We have had some recent requests regarding Multi Factor Authentication (MFA) and the CiraSync service account. You can’t use MFA for CiraSync, but you can mitigate your risk using the steps shown below. Requiring MFA for all Global Administrators is good idea. Although weak admin passwords are not that common, it is possible for an admin to reuse a password across several different accounts. For example, if a hacker knows someone’s Yahoo password, there is the chance that they can guess a related username for Office 365. It happens all the time and it can be devastating to you and your company.
Steps to Secure the Service Account
CiraSync Enterprise Edition is an Azure application. It does not need or use passwords to operate. Instead, a Global Administrator grants consent and CiraSync receives an access token. The access token is used in a Daemon service. It is not possible to communicate directly with this type of service and therefore MFA cannot be used. To mitigate the lack of MFA, I recommend these simple steps:
- Use a dedicated account for CiraSync. To set this up, click here.
- When you create this account, use a very strong 16 character password. For example: @bE6CwqCW!1l0nw6.
- Consider using an account login name that would be hard to guess. For example, instead of CiraSync, use Secure-A-Sink.
- Do not reuse this account anywhere else.
- Do not logon to this account to manage the CiraSync Dashboard. Instead, setup Roles Based Administration and use your default Office 365 account to launch the CiraSync Dashboard. Launch this roles configuration in the top right corner of the dashboard.

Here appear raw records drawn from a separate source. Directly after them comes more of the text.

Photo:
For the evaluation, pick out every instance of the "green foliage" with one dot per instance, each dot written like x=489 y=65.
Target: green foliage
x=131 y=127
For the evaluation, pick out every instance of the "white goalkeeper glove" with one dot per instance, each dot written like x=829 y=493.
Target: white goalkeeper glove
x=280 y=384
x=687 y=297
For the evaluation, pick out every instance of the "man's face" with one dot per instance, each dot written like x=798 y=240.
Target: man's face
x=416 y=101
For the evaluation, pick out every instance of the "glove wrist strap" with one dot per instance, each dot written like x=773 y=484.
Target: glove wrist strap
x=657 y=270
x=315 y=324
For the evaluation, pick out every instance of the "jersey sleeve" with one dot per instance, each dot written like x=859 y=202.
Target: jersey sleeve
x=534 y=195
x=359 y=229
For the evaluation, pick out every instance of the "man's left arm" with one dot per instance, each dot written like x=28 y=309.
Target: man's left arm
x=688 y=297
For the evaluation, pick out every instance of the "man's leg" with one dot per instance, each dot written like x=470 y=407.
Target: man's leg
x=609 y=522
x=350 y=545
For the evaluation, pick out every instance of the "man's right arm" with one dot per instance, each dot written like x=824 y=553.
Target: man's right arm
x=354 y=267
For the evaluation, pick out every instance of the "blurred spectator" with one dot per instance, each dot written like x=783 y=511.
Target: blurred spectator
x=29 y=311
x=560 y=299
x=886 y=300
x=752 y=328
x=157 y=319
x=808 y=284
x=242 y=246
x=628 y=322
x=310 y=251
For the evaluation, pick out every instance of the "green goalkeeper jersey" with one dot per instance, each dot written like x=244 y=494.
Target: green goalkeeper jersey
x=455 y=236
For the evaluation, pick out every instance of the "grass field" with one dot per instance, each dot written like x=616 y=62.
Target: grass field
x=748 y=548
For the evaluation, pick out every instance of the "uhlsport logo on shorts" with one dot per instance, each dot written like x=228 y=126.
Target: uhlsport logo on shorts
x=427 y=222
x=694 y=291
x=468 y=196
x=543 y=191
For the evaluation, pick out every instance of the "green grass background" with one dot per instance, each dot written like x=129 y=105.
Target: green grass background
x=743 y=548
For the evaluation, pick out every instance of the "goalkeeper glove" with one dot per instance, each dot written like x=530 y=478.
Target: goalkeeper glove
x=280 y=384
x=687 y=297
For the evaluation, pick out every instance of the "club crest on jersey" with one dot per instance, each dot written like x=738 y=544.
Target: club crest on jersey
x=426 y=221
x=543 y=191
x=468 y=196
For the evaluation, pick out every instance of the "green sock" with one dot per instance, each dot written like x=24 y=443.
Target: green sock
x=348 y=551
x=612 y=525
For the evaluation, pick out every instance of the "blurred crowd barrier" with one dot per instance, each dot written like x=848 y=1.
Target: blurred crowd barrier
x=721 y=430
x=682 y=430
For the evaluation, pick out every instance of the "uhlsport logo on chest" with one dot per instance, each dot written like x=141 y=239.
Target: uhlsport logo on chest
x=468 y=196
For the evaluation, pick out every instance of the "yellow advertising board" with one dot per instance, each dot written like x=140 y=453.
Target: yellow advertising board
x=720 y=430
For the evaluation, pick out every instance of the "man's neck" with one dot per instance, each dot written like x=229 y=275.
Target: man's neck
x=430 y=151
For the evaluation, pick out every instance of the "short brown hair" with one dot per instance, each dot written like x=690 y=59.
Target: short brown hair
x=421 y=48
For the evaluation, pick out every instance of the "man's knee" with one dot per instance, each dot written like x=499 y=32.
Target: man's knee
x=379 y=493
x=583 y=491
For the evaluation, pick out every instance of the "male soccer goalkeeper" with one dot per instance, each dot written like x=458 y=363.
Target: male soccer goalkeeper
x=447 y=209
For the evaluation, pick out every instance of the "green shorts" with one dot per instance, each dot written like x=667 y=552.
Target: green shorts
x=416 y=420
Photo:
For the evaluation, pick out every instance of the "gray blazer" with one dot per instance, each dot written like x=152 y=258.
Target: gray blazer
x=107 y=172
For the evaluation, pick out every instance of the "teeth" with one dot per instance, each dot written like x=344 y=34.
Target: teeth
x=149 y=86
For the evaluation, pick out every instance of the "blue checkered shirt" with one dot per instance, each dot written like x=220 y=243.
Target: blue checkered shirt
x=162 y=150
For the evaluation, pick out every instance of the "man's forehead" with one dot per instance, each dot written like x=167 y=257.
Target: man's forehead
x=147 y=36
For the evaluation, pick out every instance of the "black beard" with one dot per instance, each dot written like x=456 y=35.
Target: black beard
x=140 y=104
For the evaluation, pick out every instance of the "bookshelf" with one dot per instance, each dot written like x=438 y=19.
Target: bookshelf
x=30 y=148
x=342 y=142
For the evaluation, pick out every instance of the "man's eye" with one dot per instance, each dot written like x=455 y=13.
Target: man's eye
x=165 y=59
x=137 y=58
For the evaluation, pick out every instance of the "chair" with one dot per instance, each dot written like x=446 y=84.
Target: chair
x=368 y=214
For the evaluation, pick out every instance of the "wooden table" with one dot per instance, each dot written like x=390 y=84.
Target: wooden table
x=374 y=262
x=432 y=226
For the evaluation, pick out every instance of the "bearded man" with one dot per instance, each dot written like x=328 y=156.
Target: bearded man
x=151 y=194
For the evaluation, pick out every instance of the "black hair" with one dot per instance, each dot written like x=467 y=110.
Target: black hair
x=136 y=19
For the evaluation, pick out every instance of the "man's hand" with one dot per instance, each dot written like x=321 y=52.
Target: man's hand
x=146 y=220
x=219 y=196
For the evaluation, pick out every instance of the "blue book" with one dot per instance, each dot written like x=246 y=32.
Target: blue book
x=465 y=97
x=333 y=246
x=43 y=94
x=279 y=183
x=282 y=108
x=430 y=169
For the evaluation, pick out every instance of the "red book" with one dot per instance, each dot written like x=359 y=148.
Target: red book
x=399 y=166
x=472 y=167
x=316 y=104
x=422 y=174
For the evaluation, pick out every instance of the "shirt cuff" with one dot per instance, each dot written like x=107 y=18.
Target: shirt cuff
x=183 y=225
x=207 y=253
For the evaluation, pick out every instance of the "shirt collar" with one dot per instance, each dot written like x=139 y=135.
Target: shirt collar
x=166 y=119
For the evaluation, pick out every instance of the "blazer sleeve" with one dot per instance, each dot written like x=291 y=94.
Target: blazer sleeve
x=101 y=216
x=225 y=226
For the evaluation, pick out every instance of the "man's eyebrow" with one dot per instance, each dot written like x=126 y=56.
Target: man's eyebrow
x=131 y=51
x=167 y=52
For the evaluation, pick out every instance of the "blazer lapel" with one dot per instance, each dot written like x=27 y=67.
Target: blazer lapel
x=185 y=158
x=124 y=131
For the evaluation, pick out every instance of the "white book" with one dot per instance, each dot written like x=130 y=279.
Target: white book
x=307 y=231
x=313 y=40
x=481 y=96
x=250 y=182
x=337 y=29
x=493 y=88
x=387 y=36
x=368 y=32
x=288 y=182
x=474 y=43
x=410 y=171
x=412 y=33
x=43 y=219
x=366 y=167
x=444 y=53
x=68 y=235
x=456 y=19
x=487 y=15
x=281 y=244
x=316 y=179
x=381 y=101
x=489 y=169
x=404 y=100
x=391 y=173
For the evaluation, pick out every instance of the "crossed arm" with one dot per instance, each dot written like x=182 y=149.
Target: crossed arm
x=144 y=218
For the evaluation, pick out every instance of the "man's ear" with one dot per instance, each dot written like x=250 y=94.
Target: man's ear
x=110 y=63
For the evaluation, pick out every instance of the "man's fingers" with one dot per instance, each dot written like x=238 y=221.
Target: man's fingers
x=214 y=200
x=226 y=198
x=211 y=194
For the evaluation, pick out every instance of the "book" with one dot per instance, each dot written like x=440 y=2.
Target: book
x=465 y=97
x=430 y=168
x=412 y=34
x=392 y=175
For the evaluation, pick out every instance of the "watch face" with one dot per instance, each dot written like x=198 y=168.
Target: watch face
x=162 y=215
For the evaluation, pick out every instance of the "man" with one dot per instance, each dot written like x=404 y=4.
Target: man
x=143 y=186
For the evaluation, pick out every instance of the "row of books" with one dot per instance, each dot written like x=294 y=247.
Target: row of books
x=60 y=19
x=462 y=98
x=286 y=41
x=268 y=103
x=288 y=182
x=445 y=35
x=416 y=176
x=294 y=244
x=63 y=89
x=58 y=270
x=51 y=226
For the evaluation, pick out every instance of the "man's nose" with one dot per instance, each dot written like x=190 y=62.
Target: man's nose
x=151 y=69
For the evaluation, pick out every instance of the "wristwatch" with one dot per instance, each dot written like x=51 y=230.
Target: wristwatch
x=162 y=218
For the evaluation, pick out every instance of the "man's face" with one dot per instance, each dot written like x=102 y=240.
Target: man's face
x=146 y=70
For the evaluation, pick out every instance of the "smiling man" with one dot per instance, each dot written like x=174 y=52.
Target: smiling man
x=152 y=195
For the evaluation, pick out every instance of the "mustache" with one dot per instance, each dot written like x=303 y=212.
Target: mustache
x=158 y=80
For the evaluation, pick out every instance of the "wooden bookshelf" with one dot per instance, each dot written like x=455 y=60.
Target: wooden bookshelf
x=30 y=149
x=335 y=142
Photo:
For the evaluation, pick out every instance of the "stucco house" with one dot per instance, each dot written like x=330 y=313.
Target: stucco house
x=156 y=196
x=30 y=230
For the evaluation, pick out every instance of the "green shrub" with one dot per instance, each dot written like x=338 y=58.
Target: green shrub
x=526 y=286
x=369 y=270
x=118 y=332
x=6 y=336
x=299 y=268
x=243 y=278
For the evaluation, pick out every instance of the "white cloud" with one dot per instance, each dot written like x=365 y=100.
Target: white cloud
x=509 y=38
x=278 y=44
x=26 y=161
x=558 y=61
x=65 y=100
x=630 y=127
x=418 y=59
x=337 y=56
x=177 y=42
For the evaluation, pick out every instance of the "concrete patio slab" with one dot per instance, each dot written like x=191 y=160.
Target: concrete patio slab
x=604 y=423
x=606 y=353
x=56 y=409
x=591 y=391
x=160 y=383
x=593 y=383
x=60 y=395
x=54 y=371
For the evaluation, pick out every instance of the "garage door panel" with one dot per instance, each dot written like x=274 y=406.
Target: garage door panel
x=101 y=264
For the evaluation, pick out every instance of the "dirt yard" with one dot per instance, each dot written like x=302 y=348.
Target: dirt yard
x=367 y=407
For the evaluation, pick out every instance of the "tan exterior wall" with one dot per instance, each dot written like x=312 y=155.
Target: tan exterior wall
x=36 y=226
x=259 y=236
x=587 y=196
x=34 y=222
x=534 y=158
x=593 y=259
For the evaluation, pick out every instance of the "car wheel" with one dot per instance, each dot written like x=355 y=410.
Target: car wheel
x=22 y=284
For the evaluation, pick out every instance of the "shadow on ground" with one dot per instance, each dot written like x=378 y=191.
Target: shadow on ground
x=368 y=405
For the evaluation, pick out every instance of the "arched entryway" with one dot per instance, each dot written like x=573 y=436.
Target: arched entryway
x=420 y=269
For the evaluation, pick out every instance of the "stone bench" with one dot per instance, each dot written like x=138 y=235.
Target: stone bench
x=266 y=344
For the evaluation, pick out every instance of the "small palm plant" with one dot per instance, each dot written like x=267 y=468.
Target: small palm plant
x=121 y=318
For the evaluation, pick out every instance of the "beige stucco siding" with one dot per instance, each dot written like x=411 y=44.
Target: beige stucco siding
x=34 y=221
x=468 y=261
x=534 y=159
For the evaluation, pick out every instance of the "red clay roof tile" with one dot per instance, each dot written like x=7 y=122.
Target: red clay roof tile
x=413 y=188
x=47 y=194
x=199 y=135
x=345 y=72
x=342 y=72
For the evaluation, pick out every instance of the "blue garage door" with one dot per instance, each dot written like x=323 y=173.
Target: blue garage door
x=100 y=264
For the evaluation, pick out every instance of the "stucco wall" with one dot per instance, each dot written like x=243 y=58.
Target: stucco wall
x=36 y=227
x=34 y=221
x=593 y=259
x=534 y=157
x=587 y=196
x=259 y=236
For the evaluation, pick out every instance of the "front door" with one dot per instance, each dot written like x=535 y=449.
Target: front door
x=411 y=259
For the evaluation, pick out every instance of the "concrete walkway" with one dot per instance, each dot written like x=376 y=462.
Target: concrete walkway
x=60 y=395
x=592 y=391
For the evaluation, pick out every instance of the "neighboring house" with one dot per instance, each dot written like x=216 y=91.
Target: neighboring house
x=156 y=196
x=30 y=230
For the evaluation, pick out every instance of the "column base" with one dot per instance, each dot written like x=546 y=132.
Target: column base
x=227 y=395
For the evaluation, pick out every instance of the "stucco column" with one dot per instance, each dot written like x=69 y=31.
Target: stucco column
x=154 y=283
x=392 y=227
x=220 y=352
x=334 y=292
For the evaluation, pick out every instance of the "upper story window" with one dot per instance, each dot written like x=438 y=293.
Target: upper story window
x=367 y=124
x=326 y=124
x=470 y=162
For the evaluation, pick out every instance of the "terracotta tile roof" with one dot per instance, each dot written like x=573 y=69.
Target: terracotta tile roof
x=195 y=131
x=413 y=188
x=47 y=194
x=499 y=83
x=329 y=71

- Grant consent and force the new service account to be the exclusive identity used by the the CiraSync Daemon service.
- Remove the Global Admin role from the CiraSync Service account. Once it has granted consent, the Global Admin role is no longer required.
We recommend that a Service Administrator has minimal permissions. Go back into the user, click “Customized Administrator” and choose “Service Administrator” In the event that you need to reset the service account password, you will need to temporarily add back the Global Admin role and login one time to the dashsboard.